Tengo en mis manos una fotografía. Es una fotografía interesante. Marca el final de muchas cosas claramente retratadas y el comienzo de algo, oculto. La fotografía tiene dos planos. Casi podría cortarse en dos por una línea que dividiera de izquierda a derecha la cartulina. En el plano superior se ven tres imágenes, tres cuerpos, tres cabezas. A la izquierda Octavio, y a su lado mi madre, sentados en un sofá de respaldo bajo. Entre los dos, de pie, detrás, emerge la figura de Soledad. En un segundo plano, sentadas en el suelo, hay dos niñas, dos muchachas, Merceditas y yo. La distribución de los personajes es tal que en las sucesivas contemplaciones de la fotografía he llegado a imaginar un juego. Uniendo las cabezas entre sí puede resultar un pentágono. Ese pentágono va a durar muy poco. El punto más alto, la cabeza de Soledad se va a esfumar y la figura geométrica será sólo un cuadrado perfecto: la misma distancia entre las dos cabezas superiores, a la misma altura de las dos inferiores, también simétricas. Más adelante, el cuadro dará lugar a un triángulo rectángulo, cuando una de las dos cabezas, la que está debajo de mi madre, la mía, se mueva del retrato, salga, desaparezca. En ese orden, en el orden del juego imaginario, se produjeron de verdad las transformaciones futuras, las que iban a sucederse una tras otra después de aquella fecha, 1 de enero de 1947, que aparece en la fotografía.

Recuerdo muy bien ese día y también el origen del retrato. Fue Soledad la que propuso inmortalizar aquel momento. Era la mañana de Año Nuevo, antes del almuerzo que Remedios, ayudada por sus indias, preparaba en la cocina. Olía a pavo con mole, a tortilla de queso, a compota de peras. Entró Damián a felicitar el año y también a despedirse.

Bajaba a Puebla a celebrar la fiesta con unos parientes lejanos.

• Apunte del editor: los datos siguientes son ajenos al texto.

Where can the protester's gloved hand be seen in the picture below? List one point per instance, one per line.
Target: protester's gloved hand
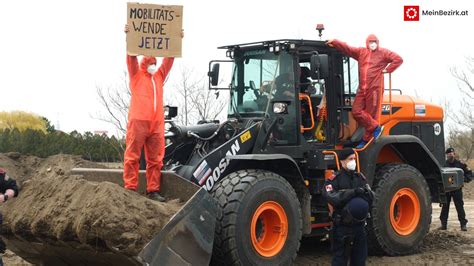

Soledad le abordó, le puso en las manos una máquina pequeña, un cajoncito apenas, y le dijo: «Vamos, Damián, háganos una fotografía familiar, ahora que estamos todos juntos.» Ella nos distribuyó: tú aquí, tú allí, tú arriba, tú abajo y al final se quedó ella de pie, triunfal y sonriente entre los dos adultos sentados. También he pensado muchas veces que, de algún modo, esa fotografía pretende marcar las diferencias. Ella está por encima de los demás, destaca, sobresale.